Director Joseph Kosinski (Tron: Legacy) told the Huffington Post that the marketing team for the film would probably have been “thrilled” to be given the green light to include footage of Tom Cruise fighting Tom Cruise in the trailers, but he decided to keep the lid on that part of the movie. “I feel there are certain twists and turns in this movie that are such an important part of the movie experience that knowing it’s there changes things,” he said. “The message I’m trying to get out there is that it’s a movie with a lot of twists and turns, you have to pay attention, and it’s not what you expect.”
Another sci-fi flick that featured multiple copies of its star, 2009’s Moon, opted to reveal that a clone plot may be at play in its trailer. But the shots with two Sam Bells were still very sparse in the trailer, leaving the best aspect of the movie – Sam Rockwell’s performance opposite himself – an experience exclusive to anyone who bought a ticket.
The editors of previews for Looper, The Hunger Games, and Super 8 also get high marks for knowing how to keep a secret. Super 8 – directed by the master of mystery, J.J. Abrams – showed no shots of the creature wrecking havoc on the film’s small Ohio town in its trailers. The Hunger Games got audiences to the theater by not showing footage of the Arena in its marketing. Looper managed to create trailers with plenty of captivating content that still left out footage of key components of the movie, including the all-important son of Emily Blunt’s character (played by young actor Pierce Gagnon in a haunting, awards-worthy performance).
So why does all this mystery make for a good viewing experience? When you go into a theater all hyped up about the strong points of a film, there’s bound to be some letdown. But when a film surprises its audience and gives them more than they knew they were in for, expectations are both met and exceeded.
It is worth noting, though, that building speculation and mystery with a trailer is a whole different matter from previews that end up misrepresenting a film. Last year’s Flight and Magic Mike kept central plots of substance abuse out of their marketing. Trailers for The Tree of Life, The Fountain, and Drive didn’t let on how arty, philosophical, and abstract – albeit beautiful and compelling – those films really were. The result wasn’t so much creating pay-off to mysteries and pleasant surprises for ticket-holders as it was drawing in the wrong crowd.

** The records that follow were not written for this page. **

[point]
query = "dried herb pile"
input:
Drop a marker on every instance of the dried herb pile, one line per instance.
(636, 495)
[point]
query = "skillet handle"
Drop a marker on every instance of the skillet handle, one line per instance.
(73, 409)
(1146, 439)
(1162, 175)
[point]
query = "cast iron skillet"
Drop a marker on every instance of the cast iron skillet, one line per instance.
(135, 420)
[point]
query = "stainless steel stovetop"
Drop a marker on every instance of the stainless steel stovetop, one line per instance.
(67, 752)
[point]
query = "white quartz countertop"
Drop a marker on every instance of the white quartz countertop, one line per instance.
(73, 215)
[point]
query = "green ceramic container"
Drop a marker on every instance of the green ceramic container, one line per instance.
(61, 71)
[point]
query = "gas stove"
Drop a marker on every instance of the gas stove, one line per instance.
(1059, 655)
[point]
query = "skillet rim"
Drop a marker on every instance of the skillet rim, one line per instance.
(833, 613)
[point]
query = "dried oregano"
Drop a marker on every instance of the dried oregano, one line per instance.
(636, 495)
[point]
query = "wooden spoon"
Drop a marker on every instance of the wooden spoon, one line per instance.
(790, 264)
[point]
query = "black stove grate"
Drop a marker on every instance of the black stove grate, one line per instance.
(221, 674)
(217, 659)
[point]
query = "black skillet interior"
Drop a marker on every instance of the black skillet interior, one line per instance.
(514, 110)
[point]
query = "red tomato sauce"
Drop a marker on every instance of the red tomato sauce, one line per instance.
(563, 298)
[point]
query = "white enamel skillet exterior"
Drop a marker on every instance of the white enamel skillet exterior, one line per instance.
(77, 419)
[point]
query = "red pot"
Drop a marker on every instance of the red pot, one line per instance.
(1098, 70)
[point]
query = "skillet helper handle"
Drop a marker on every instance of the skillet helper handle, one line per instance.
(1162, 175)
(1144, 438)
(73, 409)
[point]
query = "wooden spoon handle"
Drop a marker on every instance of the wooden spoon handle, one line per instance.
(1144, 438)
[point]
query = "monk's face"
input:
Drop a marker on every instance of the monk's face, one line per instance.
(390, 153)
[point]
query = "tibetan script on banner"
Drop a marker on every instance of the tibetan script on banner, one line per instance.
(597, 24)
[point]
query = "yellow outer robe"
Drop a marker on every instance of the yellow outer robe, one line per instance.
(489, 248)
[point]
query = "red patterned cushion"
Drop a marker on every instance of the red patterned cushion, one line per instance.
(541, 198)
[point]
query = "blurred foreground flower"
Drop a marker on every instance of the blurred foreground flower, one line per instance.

Perhaps the best advice on this issue for the movie-making and marketing powers-that-be comes from Joss Whedon, who produced and co-wrote last year’s horror hit The Cabin in the Woods. As explained by his The Cabin in the Woods co-writer Drew Goddard: At a March 2012 screening of the horror film that had more than a few tricks up its sleeves, regarding the choice to introduce Richard Jenkins and Bradley Whitford’s characters and the Facility early in the movie, Goddard said, “Put all your cards on the table right away, and then that will force you to come up with new cards.”
What do you think, PopWatchers? Do you prefer trailers that preserve some mystery, or ones that show enough of the movie to guarantee you’re getting yourself into something good?